I’m not sure what to title this post, so I’m going to write it first and see what comes to mind.
I am very lucky to be surrounded by some amazing people in my life. I hold them in high regard and thank them for the advice and support they’ve given me that has gotten me where I am today.
It pains me to see people who mean a great deal to me face life’s detours, and some of them are in need of prayer as I write this.
My mother-in-law, Shirley Royalty, has been a pillar for my family. I don’t know how we would have survived the numerous challenges we’ve faced without the help of her and my father-in-law, Marshall Royalty.
This week, Shirley was hospitalized for a procedure that required some recovery time as an inpatient. I know it has been hard for her. I can’t remember her ever having to be in the hospital.
As I was trying to come to grips with this happening to her, I was thinking back about how much she’s helped me since Paige and I began dating in the early 1990s.
Even before we were married, she treated me like family. I was included in Christmas, Thanksgiving, always welcome at the dinner table — which meant a lot because she’s an amazing cook.
On one occasion at a meal just after I married Paige, I remember Shirley saying to me, “You don’t have to take that from her.” Wow.
But that’s the way she has always been, and I’m so thankful for the role she has played in my life.
At the same time, a big role model for me is also in the hospital dealing with a much more serious situation.
Kent Morton, a longtime journalist in Central Florida, is battling a rare disease. It apparently involves the body’s immune system attacking the muscular system. He’s developed pneumonia on top of that.
Kent has meant a great deal to me since high school. He was the Daytona Beach bureau chief for WESH-TV and gave me the opportunity to intern at the station before they even used interns. I was the first, and I’ve remained with the station in some capacity now for 26 years.
Kent taught me a lot about being fair to everyone, listening to both sides of the story before making judgments, being accurate, getting the facts and double-checking them.

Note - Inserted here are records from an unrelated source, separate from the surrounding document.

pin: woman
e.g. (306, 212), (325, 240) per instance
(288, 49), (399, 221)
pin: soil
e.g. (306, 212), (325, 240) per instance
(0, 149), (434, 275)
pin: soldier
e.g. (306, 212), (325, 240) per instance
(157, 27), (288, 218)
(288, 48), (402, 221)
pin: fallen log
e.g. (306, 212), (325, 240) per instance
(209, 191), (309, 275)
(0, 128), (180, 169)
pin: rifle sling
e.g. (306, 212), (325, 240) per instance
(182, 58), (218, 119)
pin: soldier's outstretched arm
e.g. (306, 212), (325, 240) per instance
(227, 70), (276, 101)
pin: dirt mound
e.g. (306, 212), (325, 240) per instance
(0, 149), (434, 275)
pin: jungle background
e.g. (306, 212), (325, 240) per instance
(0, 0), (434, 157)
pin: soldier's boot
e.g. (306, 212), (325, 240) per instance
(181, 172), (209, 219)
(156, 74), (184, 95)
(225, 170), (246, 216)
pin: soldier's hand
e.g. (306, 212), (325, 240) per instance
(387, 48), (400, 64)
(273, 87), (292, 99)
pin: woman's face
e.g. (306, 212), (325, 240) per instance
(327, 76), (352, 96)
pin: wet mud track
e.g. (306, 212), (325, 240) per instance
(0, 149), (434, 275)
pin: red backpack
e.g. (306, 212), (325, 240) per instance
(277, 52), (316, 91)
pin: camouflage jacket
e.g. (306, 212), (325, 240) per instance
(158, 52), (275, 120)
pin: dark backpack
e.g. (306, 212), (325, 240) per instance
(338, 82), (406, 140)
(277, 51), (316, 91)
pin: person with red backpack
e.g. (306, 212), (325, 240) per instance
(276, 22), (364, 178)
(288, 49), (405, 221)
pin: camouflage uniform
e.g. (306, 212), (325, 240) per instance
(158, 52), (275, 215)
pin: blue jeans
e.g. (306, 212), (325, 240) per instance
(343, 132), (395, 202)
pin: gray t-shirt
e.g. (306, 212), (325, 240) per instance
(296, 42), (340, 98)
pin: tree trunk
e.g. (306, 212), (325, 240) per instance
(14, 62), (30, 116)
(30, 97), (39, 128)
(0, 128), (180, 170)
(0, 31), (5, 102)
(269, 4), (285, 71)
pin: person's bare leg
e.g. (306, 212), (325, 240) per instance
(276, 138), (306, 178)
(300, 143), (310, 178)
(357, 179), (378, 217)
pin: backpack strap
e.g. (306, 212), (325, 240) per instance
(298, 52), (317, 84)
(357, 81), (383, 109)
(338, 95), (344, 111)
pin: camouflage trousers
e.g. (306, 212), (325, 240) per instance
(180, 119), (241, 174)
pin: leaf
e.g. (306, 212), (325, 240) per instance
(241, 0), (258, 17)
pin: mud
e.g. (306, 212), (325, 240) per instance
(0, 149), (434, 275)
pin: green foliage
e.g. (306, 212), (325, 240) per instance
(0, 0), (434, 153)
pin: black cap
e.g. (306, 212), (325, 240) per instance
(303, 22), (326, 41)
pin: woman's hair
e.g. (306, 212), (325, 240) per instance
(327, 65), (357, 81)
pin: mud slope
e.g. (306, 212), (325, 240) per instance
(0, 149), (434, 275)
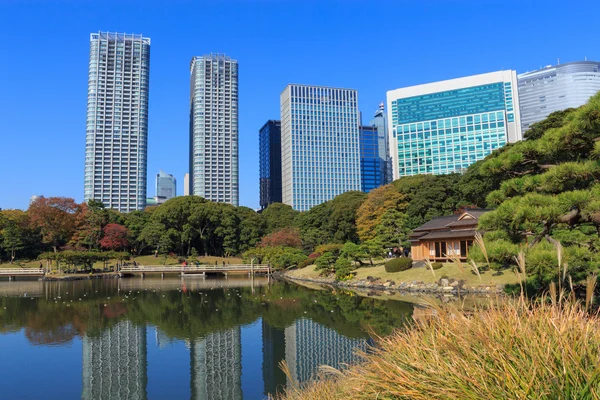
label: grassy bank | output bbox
[287,263,518,286]
[0,255,242,268]
[282,301,600,400]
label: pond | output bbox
[0,276,413,400]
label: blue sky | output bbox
[0,0,600,209]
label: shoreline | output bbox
[281,271,504,295]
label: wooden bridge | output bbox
[119,264,271,277]
[0,268,46,281]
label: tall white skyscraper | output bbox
[281,85,361,211]
[84,32,150,212]
[518,61,600,132]
[190,54,239,206]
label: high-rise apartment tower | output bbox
[280,85,360,211]
[518,61,600,132]
[387,71,523,179]
[84,32,150,212]
[190,54,239,206]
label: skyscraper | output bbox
[281,85,360,211]
[369,103,394,185]
[190,54,239,206]
[518,61,600,132]
[387,71,523,179]
[84,32,150,212]
[156,169,177,200]
[360,103,392,193]
[183,173,190,196]
[258,120,282,209]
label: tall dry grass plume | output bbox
[283,295,600,400]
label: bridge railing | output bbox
[120,264,270,272]
[0,268,46,276]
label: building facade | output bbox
[258,120,282,209]
[84,32,150,212]
[189,54,239,206]
[156,169,177,201]
[183,173,190,196]
[518,61,600,132]
[409,209,488,261]
[369,103,394,185]
[360,125,385,193]
[387,70,523,179]
[280,85,361,211]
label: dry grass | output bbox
[283,299,600,400]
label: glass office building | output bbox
[156,169,177,200]
[518,61,600,132]
[387,71,522,179]
[360,103,392,193]
[360,125,385,193]
[84,32,150,212]
[281,85,361,211]
[189,54,239,206]
[258,120,282,209]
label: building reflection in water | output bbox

More times than not during my early days in the Daytona Beach newsroom, you would turn around and see Kent with a phone to each ear and probably another somewhere on hold. His shirt would be half untucked, but it didn’t matter. He was on the trail of a good news story, and he was going to fight to make sure it made air.
I still miss him in the newsroom to this day, and I hope and pray his doctors can get him well again.
I’m well-versed in sickness and disease. I always believed growing up that being in TV news was the dream career, but as I’ve grown and been through so much with J.P., you realize the people who work in our hospitals are doing something so much more important as they save lives each day.
It can get you down at times, but then you see other younger people who take time out of their lives to do something special for someone in need.
Maggie Habeeb trained our canine companion, Karina, in North Carolina as part of her senior class project.
She posted some familiar images on Facebook of Karina as she was growing up. I can only imagine how much Maggie must miss having Karina around, but I’m so thankful for the sacrifice she made to get her ready for us to use with J.P.
In life’s difficult times, I think it’s important to remember there are people like Maggie out there taking time out to do something life-changing for others who they don’t even know.
There are also doctors and nurses who work tirelessly to help others who are suffering with sometimes mysterious illnesses they don’t understand.
Please pray that Kent and Shirley will be healed quickly, and thank God for the many people who make sacrifices every day to help those in need.